As an alternative to M2/M3-savings, money can be invested in sovereign
and corporate bonds, stocks, and funds of various types. This represents
secondary credit which keeps the bank money circulating in M1, thus
preventing it from being 'lost' in the circuit. The question remains,
nonetheless, whether the money is lost to the real economy. The
secondarily on-lent or invested part of the money supply can serve to fund
real expenditure of firms, government and consumers (as is the case, for
example, with IPOs of bonds and stocks). But the money may also go into
22
non-GDP transactions (such as after-IPO trading of securities as well as
mergers and acquisitions, hostile takeovers, or speculative investment in
foreign exchange, real estate, commodities and derivatives).
In a way, the 'loss' in the money circuit and the supposed liquidity gap
resulting from it, is an analogy to another question that has haunted
theologists and social philosophers for centuries, i.e. the interest gap, the
question of how, with a given money supply, to pay interest on top of
repaying the principal. Circuitism is preoccupied with its version of a
liquidity gap, while not looking into the question of an interest gap.
Discussing the latter might anyway be going too far here. But I would like
to remark that problems such as the Circuitist liquidity gap, or the
Anarchosyndicalist interest gap, represent methodological artefacts
resulting from the reductionist nature of the respective model
considerations.
Is it not simply the case that in a monetarised and financialised economy,
all kinds of expenditure, or income respectively, must initially and
perpetually be funded to a considerable extent? And that with endogenous
money there is basically no reason why this should not be ensured? Things
would be different with exogenous money, but that is not part of our
reality.

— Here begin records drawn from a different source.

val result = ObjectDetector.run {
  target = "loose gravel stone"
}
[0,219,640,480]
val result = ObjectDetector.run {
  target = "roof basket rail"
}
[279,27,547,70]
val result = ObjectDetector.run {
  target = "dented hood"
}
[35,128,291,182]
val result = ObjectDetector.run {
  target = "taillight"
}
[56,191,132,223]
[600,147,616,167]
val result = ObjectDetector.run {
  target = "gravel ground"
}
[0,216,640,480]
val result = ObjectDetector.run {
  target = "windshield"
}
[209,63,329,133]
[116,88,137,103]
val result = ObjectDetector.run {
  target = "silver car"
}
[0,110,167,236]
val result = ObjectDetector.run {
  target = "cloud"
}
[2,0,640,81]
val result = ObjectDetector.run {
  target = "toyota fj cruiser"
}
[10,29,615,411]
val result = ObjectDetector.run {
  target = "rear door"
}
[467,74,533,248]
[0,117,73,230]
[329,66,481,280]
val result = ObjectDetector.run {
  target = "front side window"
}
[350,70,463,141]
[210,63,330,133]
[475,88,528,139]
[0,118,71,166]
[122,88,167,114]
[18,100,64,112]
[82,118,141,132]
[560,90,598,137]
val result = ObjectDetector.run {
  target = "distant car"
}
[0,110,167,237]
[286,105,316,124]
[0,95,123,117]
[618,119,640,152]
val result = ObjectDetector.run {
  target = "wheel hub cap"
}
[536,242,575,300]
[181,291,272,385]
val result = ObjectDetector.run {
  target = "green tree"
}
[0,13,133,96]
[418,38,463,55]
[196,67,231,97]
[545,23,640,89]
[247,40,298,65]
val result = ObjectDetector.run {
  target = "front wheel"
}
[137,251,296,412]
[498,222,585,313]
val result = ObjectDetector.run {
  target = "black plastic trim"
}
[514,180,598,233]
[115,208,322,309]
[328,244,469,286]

Whether things may somewhat be different in a post-growth
economy remains to be seen.
Circuitist literature referred to
Fontana, Giuseppe 2000: Post Keynesians and Circuitists on Money and
Uncertainty, Journal of Post Keynesian Economics, Fall 2000, Vol.23,
No.1, 27–48.
Graziani, Augusto 2003: The Monetary Theory of Production, Cambridge
University Press.
Graziani, Augusto 1990: The Theory of the Monetary Circuit, Économies et
Sociétés, No.7, 1990, 7–36.
Parguez, Alain / Seccareccia, Mario 2000: The credit theory of money -The
monetary circuit approach, in J. Smithin (ed), What is Money?,
London/New York: Routledge, 101–123.